The last part of the book is all about the personal elevator pitch … The strategy I use is destination, backstory, and connect the dots. What I mean by that is when you are looking for a job, I always find it interesting when people start by saying, "Hi, my name is Jodi Glickman. I studied social policy at Northwestern, and then I went to work at the EPA, and then I went to the Peace Corps, then I went to business school. And now I'm looking for a job and I think I want to go into brand management." I'm pretty bored listening to that. [Instead, share] your destination first. Tell me what you want to do or where you're going first. Then tell me where you came from, then connect the dots.
Everyone goes in reverse chronological order and it makes no sense … It's not relevant. I only care about what's relevant. When you start the story with where you're going, it's so much more compelling ... I don't care what you've done most recently, I want to know what's relevant to the job you're hoping to get.
How should you respond when someone asks you a question you don't know the answer to?
Here's the strategy. [Say,] here's what I know, here's what I don't know, here's how I'll figure it out.
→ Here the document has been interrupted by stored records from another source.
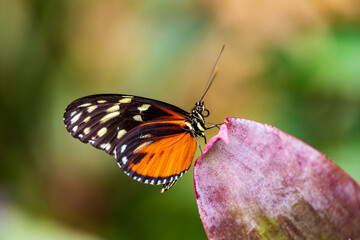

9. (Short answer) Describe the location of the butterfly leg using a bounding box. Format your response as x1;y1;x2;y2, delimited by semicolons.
160;180;177;193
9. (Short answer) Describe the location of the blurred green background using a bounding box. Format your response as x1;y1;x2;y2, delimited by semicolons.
0;0;360;240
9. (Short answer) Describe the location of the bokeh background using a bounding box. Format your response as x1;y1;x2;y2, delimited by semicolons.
0;0;360;240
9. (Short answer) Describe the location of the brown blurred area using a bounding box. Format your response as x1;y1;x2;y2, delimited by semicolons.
0;0;360;239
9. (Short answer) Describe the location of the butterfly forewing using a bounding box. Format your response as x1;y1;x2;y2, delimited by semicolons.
64;94;196;184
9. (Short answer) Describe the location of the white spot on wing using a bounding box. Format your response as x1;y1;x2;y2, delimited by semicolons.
84;128;90;134
105;143;111;151
121;157;127;164
97;127;107;137
100;143;111;151
116;129;127;139
71;112;81;124
88;105;97;113
106;104;120;112
119;97;131;103
120;144;127;153
78;103;91;107
100;112;120;123
138;104;150;112
84;116;91;122
133;115;143;122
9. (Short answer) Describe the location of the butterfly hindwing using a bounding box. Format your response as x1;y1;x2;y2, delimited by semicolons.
64;94;196;184
114;120;196;185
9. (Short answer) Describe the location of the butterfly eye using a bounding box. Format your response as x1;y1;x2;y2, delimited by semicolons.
201;108;210;117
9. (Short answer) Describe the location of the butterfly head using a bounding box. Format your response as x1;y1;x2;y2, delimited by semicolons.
191;101;210;118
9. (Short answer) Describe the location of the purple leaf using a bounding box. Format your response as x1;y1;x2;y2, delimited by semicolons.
194;118;360;240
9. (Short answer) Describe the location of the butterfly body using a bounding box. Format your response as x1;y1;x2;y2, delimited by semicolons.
64;94;209;192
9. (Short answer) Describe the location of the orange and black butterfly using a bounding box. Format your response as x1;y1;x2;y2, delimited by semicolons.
64;46;224;192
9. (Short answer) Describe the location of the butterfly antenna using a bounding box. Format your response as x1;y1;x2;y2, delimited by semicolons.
199;44;225;102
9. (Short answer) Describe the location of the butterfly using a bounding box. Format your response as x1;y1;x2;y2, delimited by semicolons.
63;46;224;193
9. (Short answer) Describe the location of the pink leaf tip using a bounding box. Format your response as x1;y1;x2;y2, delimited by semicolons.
194;118;360;239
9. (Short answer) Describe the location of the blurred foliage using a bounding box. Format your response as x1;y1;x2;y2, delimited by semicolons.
0;0;360;239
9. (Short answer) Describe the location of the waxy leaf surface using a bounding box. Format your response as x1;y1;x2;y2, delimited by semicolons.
194;118;360;240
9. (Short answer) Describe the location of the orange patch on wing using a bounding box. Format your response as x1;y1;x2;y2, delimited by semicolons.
128;132;196;178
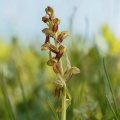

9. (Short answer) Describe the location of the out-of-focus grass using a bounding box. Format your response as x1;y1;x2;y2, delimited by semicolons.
0;24;120;120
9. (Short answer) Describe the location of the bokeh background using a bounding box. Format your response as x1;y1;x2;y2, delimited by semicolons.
0;0;120;120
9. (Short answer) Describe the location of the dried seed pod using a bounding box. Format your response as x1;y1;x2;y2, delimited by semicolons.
45;6;54;16
55;45;67;61
52;18;60;33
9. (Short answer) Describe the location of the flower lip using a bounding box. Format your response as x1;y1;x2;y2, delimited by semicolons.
58;45;67;52
42;28;52;35
47;58;57;66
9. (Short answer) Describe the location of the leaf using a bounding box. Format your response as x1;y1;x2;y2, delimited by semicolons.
77;116;82;120
47;97;59;120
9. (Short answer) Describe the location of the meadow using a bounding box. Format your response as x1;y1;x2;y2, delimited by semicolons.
0;25;120;120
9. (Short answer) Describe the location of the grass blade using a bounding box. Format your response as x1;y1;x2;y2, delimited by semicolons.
103;58;119;115
106;95;118;120
47;97;59;120
13;61;30;120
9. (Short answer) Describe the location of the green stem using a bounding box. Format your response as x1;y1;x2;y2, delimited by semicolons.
54;32;66;120
61;82;66;120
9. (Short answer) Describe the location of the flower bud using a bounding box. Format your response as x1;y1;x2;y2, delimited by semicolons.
54;87;61;99
49;44;58;54
69;67;80;74
57;31;69;43
42;28;52;35
45;6;54;16
41;43;50;51
53;80;63;88
42;16;49;23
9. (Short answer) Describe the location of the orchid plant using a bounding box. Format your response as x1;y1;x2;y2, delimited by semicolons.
41;6;80;120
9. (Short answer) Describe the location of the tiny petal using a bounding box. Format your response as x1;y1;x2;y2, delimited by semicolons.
45;35;50;43
57;31;69;43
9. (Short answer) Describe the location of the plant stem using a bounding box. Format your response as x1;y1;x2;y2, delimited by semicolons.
59;59;66;120
61;82;66;120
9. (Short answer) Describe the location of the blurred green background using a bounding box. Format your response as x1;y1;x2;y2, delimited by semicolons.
0;0;120;120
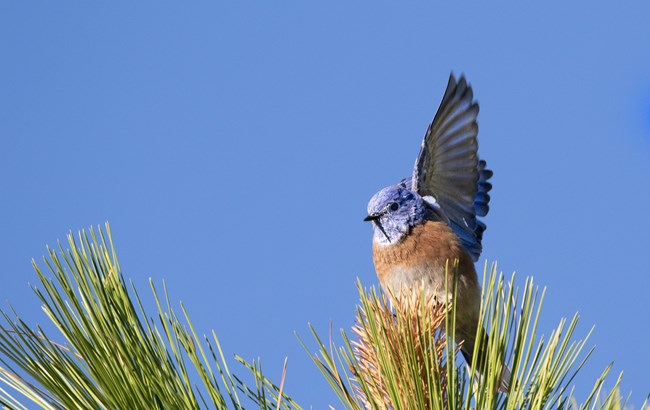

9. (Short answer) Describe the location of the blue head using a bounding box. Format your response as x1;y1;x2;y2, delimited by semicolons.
364;181;426;245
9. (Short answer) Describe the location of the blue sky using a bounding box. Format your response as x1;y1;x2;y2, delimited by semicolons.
0;1;650;408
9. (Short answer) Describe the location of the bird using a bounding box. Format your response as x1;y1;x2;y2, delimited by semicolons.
364;73;509;391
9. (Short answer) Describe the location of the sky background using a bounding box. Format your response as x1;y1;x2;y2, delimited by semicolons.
0;1;650;408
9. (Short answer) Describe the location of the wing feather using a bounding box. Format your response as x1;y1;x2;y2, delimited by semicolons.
412;74;492;260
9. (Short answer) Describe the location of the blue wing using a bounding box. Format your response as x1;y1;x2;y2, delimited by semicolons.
412;74;492;261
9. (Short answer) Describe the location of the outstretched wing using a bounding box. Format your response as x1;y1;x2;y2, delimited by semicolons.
413;74;491;260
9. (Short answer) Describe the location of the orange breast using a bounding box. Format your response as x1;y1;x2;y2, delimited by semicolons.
372;221;478;292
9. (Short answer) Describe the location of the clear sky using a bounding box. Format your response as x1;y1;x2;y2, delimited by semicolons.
0;1;650;408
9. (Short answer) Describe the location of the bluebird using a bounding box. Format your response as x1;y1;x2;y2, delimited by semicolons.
364;73;509;389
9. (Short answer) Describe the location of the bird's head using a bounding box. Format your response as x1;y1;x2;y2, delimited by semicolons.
364;182;425;245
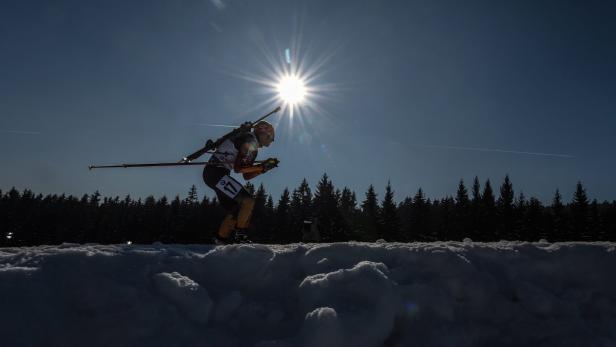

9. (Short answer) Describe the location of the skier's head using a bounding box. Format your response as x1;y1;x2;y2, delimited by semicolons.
254;120;275;147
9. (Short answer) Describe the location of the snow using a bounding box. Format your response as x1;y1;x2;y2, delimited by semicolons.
0;240;616;347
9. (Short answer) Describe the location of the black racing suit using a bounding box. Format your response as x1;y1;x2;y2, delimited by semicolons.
203;132;259;212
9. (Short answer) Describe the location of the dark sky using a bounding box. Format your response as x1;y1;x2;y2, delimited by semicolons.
0;0;616;202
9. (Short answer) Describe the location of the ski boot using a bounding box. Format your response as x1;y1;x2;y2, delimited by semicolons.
233;229;252;243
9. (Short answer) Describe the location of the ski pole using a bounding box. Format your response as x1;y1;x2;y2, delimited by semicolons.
88;160;263;170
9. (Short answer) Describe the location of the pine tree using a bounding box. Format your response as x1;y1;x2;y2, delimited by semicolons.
338;187;357;239
588;199;604;241
469;176;484;241
454;180;470;240
521;197;547;241
548;189;569;241
275;188;294;243
313;174;344;242
571;181;590;240
480;179;499;240
291;178;313;233
496;175;520;240
361;185;379;241
378;182;400;241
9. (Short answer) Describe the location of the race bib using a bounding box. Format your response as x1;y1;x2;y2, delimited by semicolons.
216;176;242;199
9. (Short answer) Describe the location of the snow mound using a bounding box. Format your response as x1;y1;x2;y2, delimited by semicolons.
0;240;616;347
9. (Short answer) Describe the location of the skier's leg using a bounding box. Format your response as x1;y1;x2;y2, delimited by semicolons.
237;196;255;229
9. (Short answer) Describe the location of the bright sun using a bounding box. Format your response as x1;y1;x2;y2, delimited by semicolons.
276;75;306;105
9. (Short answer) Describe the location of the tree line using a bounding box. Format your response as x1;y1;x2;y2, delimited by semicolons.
0;174;616;247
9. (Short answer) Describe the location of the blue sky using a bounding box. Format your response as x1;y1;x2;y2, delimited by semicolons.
0;0;616;201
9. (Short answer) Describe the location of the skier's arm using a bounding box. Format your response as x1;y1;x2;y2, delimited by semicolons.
239;164;265;180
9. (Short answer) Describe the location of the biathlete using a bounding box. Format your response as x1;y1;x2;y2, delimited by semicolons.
203;121;278;244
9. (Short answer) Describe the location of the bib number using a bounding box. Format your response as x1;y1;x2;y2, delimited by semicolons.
216;176;242;199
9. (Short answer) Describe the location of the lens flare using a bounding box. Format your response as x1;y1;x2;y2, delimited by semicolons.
276;75;306;105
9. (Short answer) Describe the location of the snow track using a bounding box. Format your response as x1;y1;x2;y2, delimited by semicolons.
0;242;616;347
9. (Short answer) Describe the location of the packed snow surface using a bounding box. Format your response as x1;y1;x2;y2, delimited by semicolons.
0;242;616;347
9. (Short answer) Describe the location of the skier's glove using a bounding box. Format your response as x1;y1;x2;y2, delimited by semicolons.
261;158;280;172
240;122;252;132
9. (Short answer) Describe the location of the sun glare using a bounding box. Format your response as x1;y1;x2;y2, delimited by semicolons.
276;75;306;105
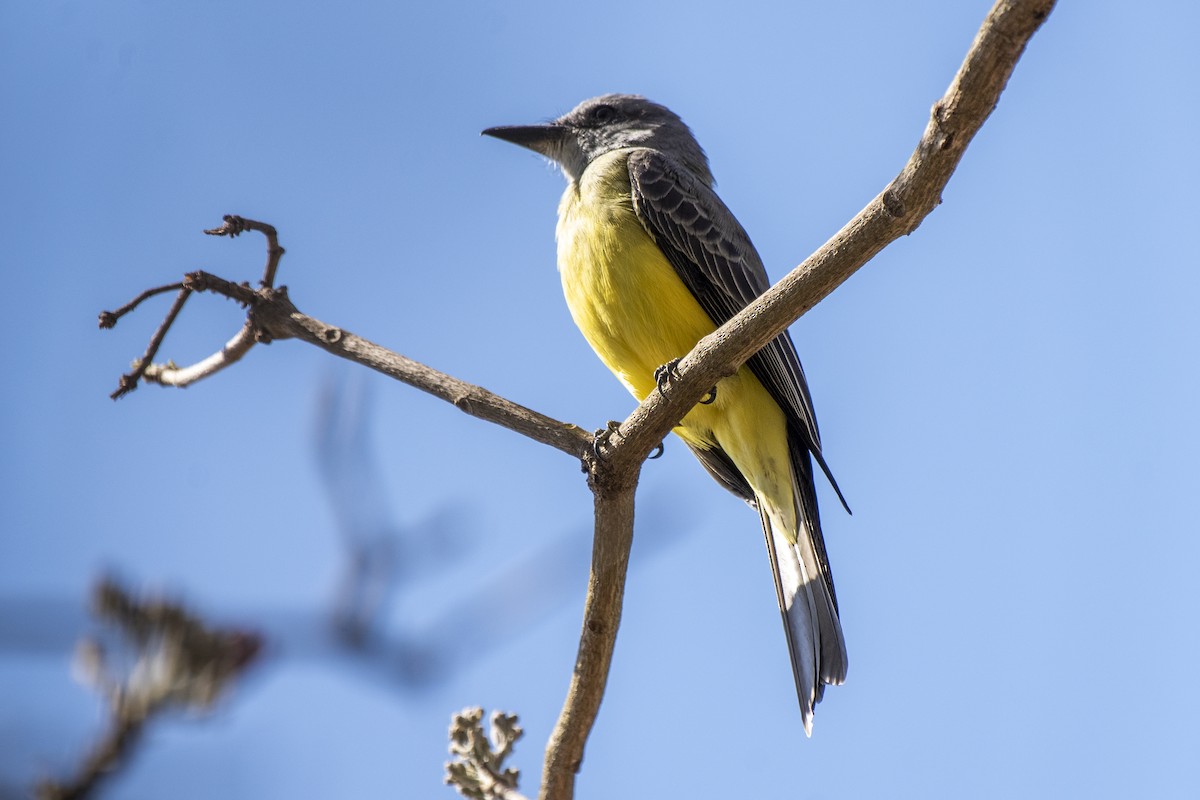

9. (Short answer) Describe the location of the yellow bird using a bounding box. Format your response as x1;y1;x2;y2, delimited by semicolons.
484;95;846;735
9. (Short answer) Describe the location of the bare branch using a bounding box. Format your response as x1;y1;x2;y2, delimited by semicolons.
445;708;524;800
539;0;1055;800
607;0;1055;471
106;248;593;459
98;0;1055;800
36;579;262;800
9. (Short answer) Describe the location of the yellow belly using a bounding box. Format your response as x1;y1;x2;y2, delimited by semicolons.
557;151;796;531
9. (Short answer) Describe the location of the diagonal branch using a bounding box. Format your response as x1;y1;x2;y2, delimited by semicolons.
102;0;1055;800
539;0;1055;800
608;0;1055;471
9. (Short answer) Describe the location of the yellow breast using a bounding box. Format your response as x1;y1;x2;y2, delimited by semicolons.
558;150;715;399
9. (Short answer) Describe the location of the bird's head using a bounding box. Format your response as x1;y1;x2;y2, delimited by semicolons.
484;95;713;185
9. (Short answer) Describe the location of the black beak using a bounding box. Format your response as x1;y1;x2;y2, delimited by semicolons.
482;122;569;158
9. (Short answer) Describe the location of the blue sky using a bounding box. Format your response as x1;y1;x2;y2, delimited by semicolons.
0;0;1200;799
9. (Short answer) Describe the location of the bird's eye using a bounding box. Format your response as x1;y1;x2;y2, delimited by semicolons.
588;104;617;125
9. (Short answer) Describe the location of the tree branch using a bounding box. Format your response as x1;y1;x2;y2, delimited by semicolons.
539;0;1055;800
101;263;593;459
102;0;1055;800
606;0;1055;473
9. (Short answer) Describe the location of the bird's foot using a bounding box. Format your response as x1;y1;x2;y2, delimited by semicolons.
592;420;665;461
654;359;679;393
592;420;620;461
654;359;716;402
A lot of people don't answer a question that way. They say, oh, you know, I don't know, or I'm not sure, I'll have to get back to you. What I always say is, I know this, I don't have that exact piece of information, but let me go get it for you right away. Boom, boom, boom.
Any final thoughts for U.S. News readers?
The best news of all is that you can learn this stuff … The conventional wisdom has always been that communication skills, you either had them or you didn't … [But] you can learn this and you will absolutely, 100 percent do better on your job.